What new Covid-19 variants mean for our fight with the virus – BBC News

The researchers behind the study say 20C-US has been spreading rapidly through the US since June, and predict it could soon become the dominant variant of Covid-19 in the US.

Recently, scientists at the University of Manitoba, in Winnipeg, Canada, also identified two emerging variants that have been spreading around the world and are associated with "high fatality rates" compared to the earlier virus. One features a mutation called V1176F in the spike protein, which occurs alongside another mutation called D614G.

The first letter in these mutation names indicates the amino acid that has been replaced, the number is its location on the protein, and the final letter is the new amino acid that has appeared at that site. The D614G mutation alone appeared relatively early on in the pandemic in Europe and caused a dramatic increase in how much virus was shed by patients it infected, helping it to spread more quickly. The addition of the V1176F mutation may alter this behaviour further, the Canadian researchers say, and it has appeared in several countries independently, suggesting it gives the virus an advantage.

The other variant they identified appeared rapidly in Australia and carries a S477N mutation, which seems to have increased the virus's ability to bind to human cells.

The researchers warn that these two new mutations "may pose significant public health concerns in the future" if they continue to spread and provide the virus with an advantage.
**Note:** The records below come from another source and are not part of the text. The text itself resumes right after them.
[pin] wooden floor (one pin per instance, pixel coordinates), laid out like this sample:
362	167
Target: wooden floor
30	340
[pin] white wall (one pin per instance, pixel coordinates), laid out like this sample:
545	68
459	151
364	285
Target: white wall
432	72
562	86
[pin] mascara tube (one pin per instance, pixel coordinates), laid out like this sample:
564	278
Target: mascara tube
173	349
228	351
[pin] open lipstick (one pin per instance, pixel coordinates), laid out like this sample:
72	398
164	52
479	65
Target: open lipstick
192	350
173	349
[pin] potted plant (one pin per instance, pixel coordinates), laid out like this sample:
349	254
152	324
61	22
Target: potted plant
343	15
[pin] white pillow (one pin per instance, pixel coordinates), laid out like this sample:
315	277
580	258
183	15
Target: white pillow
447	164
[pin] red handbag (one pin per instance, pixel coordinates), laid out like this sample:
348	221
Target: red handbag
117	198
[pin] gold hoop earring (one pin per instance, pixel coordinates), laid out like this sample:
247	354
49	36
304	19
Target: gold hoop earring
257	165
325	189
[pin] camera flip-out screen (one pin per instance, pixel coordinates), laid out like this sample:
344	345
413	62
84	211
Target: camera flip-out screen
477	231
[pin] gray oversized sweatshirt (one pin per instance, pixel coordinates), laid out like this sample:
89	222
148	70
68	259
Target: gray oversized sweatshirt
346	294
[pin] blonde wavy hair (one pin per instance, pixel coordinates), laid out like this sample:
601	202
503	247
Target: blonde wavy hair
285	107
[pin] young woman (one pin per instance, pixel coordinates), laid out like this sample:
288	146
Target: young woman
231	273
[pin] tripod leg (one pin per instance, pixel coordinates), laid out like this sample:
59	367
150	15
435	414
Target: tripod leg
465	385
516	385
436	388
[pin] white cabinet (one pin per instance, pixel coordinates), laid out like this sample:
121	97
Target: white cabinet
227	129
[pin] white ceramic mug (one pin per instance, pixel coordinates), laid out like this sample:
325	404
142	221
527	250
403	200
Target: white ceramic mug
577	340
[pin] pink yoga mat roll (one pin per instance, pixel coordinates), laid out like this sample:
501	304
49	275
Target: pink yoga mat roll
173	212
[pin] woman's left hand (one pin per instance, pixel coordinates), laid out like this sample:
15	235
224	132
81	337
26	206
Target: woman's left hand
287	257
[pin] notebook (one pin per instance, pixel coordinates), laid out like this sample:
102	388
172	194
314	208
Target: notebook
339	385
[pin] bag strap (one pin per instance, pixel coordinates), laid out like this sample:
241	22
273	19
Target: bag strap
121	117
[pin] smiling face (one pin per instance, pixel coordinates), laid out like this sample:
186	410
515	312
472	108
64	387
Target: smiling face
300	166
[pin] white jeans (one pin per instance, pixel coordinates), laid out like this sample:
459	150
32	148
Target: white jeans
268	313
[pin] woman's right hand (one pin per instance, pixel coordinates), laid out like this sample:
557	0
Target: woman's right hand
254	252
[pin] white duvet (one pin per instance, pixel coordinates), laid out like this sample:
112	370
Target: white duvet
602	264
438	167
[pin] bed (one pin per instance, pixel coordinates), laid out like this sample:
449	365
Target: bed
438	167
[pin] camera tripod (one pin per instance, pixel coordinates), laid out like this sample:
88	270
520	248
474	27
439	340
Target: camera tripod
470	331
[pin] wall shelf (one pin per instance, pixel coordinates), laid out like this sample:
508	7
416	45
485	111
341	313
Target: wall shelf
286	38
They add that Covid-19 appears to be "evolving non-randomly and human hosts shape emergent variants with positive fitness that can easily spread into the population".

These signs of adaptation by the virus are not entirely surprising to scientists. In most viruses and disease-causing bacteria, the use of treatments and vaccines causes them to evolve ways of escaping them so they can continue to spread. Those that develop resistance to a treatment or can hide from the immune system will survive for longer to replicate and so spread their genetic material.

"I do not see a reason that this evolutionary selective process would differ in a pandemic such as Sars-CoV-2 [the Covid-19 virus], compared to a geographically contained epidemic," says Carolyn Williamson, head of the division of virology at the University of Cape Town and one of the researchers who identified a rapidly spreading South African variant in December. "One could speculate that the virus being exposed to different selective pressures in different regions of the world, together with rapid spread, may see these more favourable properties emerge more quickly, but we really dont know."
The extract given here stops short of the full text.